Case & ROI — Financiamento Direto

A multa de 2% que ninguém cobra: a simulação de ROI da receita de mora que evapora todo mês da sua carteira de financiamento direto (o cliente atrasou, o contrato prevê, a planilha esqueceu)

Por Vinit, em 04/09/2026

Publicado em 28 de agosto de 2026

A multa de 2% que ninguém cobra: a simulação de ROI da receita de mora que evapora todo mês da sua carteira de financiamento direto (o cliente atrasou, o contrato prevê, a planilha esqueceu)
Todo contrato de financiamento direto tem uma cláusula que ninguém lê em voz alta na assinatura, mas que está lá em todos eles: em caso de atraso, incide **multa de mora, juros moratórios e correção monetária** sobre a parcela vencida.
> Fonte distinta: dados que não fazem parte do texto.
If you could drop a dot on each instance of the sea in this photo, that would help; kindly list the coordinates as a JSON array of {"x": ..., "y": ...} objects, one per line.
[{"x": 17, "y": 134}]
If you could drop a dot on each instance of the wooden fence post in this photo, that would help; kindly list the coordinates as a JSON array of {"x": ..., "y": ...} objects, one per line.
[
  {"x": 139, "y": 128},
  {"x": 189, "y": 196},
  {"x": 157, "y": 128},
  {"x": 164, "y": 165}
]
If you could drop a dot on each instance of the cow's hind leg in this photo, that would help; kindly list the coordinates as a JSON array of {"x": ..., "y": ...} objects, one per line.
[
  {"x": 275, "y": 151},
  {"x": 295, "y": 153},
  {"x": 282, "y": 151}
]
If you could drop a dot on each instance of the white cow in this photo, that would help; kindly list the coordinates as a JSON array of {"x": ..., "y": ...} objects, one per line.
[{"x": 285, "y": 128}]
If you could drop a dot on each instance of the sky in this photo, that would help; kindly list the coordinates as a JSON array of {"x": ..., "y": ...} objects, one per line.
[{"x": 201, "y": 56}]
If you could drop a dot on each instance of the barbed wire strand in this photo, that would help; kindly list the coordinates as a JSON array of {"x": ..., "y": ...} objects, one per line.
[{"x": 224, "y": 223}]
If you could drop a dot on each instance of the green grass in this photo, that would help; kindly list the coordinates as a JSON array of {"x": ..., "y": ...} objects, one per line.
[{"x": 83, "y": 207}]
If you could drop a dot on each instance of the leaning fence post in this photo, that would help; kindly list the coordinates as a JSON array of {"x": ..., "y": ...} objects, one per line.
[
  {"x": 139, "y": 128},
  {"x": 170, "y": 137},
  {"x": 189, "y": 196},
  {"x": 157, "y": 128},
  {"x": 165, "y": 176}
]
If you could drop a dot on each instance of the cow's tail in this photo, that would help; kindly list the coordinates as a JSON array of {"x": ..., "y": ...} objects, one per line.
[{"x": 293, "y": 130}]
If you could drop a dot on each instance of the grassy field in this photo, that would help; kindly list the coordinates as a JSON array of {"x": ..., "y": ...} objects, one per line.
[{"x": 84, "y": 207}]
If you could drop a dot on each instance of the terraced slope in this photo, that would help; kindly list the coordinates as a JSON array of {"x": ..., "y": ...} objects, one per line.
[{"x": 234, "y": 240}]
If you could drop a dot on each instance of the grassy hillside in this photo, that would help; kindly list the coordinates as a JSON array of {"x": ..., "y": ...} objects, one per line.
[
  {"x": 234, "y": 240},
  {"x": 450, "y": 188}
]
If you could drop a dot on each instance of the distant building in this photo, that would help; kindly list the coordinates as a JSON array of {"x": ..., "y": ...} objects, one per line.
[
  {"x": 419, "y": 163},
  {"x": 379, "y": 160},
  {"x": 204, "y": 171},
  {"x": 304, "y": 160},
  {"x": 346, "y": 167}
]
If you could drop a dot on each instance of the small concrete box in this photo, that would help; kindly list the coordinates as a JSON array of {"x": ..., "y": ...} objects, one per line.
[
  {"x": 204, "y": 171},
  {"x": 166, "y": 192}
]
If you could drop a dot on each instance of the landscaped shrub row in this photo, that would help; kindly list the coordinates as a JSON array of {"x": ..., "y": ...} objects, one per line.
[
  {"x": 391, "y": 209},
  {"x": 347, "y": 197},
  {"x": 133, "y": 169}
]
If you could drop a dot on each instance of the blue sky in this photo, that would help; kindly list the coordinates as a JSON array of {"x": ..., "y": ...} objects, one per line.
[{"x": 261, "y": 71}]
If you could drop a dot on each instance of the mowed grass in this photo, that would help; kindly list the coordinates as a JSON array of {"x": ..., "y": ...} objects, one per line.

Está no contrato. É legal. É devido. E, na esmagadora maioria das construtoras que administram carteira em planilha, **simplesmente não é cobrado.**

Não por decisão comercial. Por incapacidade operacional. Ninguém decidiu perdoar — a planilha é que não sabe calcular pro rata die, e a pessoa que emite o boleto não vai refazer o cálculo de 40 parcelas atrasadas na mão toda segunda-feira.

Este texto é a conta disso.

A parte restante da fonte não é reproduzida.